Joint Poster Session JP3.7 Cloud base aerosol characteristics and implications for cloud microphysics in southeast Queensland

Wednesday, 30 June 2010
Exhibit Hall (DoubleTree by Hilton Portland)
Sarah Tessendorf, NCAR, Boulder, CO; and C. Weeks, R. T. Bruintjes, and D. Axisa

Handout (652.8 kB)

In response to a severe drought experienced over the past few years, the Queensland government sponsored the Queensland Cloud Seeding Research Program (QCSRP) in southeast Queensland near Brisbane, Australia. The goal of this study is to assess the variety of aerosol regimes, as well as the frequency of occurrence for each regime, in the QCSRP domain and investigate potential influences on precipitation formation processes.

Aircraft observations collected during the QCSRP 2008-2009 field season included fine through coarse mode aerosol measurements (utilizing DMA, PCASP, and FSSP instrumentation) and aerosol filter sampling to assess the composition and deliquescence of the measured aerosol. Cloud microphysical measurements included a cloud condensation nuclei (CCN) counter, and cloud droplet spectrometers and imaging probes. On each flight in the field program, the aircraft took standard measurements of cloud base aerosol and CCN, as well as the initial drop size distribution (DSD) in the cloud above cloud base. These basic measurements allowed us to build a climatology of cloud base aerosol conditions and relate them to the initial DSDs in the clouds.

Our observations indicate that the domain of the QCSRP experienced great variations in sub-cloud aerosol conditions, even over the course of a few days, from more continental to more maritime in nature. HYSPLIT back trajectories for each cloud base measurement were run and classified into regimes with similar trajectory characteristics (i.e., time spent over land or ocean, proximity to Brisbane). The aerosol measurements in the most maritime regime are cleaner and less variable than those in the most continental regime.
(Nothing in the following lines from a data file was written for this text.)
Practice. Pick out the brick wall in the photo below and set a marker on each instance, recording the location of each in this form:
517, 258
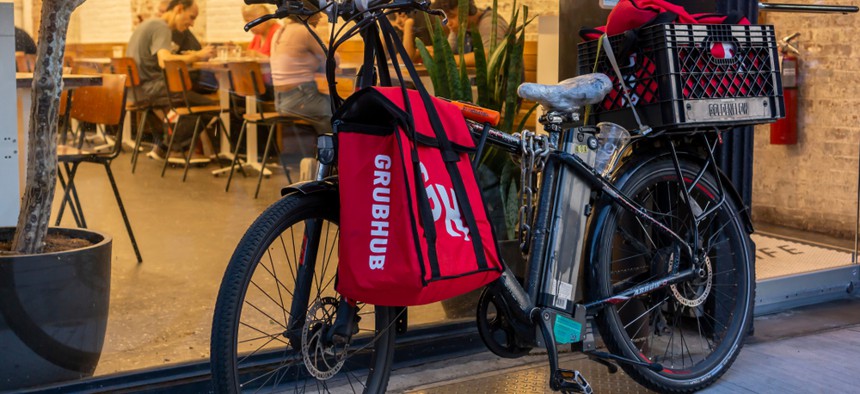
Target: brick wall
813, 185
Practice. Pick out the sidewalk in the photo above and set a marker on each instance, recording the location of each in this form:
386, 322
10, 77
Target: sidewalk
809, 350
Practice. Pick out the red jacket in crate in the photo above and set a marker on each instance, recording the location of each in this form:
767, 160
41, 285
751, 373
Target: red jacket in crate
413, 226
684, 70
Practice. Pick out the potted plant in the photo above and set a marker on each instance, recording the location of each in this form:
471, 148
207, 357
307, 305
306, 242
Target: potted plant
497, 78
53, 304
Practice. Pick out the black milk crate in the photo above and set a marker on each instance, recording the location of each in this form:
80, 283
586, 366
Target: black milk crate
688, 76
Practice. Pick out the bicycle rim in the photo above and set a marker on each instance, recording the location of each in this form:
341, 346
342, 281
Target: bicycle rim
694, 329
264, 339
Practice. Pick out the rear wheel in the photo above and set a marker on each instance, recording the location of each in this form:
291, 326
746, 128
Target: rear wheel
277, 304
694, 329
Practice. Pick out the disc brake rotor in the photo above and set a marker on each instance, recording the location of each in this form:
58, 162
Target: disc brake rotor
322, 360
696, 291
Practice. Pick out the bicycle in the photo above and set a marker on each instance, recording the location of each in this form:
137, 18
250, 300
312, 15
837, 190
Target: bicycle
661, 261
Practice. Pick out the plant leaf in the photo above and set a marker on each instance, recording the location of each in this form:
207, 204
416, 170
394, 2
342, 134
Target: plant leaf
441, 85
480, 69
429, 63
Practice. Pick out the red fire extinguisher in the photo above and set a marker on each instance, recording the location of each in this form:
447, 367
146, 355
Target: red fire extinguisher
784, 131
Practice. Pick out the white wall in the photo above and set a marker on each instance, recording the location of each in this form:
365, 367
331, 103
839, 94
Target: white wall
104, 21
224, 22
9, 195
19, 13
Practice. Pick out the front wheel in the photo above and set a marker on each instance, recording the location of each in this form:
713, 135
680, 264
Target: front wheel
277, 305
694, 329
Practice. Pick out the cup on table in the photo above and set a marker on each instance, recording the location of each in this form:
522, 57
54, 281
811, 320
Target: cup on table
222, 52
236, 52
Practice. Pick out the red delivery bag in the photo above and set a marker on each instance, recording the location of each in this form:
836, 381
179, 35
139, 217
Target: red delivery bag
413, 227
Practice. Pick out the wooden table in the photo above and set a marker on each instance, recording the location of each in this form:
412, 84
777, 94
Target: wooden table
94, 64
24, 84
219, 68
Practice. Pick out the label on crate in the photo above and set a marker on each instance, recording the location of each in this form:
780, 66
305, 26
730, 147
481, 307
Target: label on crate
726, 109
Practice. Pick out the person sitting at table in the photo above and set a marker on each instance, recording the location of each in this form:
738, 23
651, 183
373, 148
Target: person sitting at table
150, 45
261, 44
482, 20
296, 57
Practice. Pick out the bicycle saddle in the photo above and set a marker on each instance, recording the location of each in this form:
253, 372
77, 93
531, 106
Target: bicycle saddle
568, 95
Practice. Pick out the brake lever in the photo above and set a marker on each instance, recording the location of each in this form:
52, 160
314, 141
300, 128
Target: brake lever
255, 22
439, 13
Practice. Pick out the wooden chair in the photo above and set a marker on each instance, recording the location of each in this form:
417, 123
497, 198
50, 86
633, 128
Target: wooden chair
176, 75
246, 80
142, 109
104, 105
25, 63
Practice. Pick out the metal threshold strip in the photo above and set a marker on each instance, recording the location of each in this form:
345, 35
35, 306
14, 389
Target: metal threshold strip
417, 346
442, 341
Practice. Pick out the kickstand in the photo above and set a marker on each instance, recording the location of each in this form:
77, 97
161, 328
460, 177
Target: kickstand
560, 379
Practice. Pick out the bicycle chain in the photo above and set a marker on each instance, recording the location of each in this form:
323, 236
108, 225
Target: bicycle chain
535, 151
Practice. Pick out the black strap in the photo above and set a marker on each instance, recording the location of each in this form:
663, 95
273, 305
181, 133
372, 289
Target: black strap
366, 73
423, 202
442, 137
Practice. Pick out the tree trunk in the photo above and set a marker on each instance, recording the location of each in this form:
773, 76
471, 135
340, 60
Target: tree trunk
41, 177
Furthermore, our preliminary measurements of initial cloud DSDs in each regime suggests that the continental regime exhibits more narrow droplet spectra, while the maritime regime exhibits broader, but more variable, droplet spectra.

This paper will present the characteristics of cloud base aerosol and CCN observed during the QCSRP field program and how they relate to the initial cloud droplet spectra under each observed regime to characterize the influence of the cloud base aerosol on the cloud microphysics.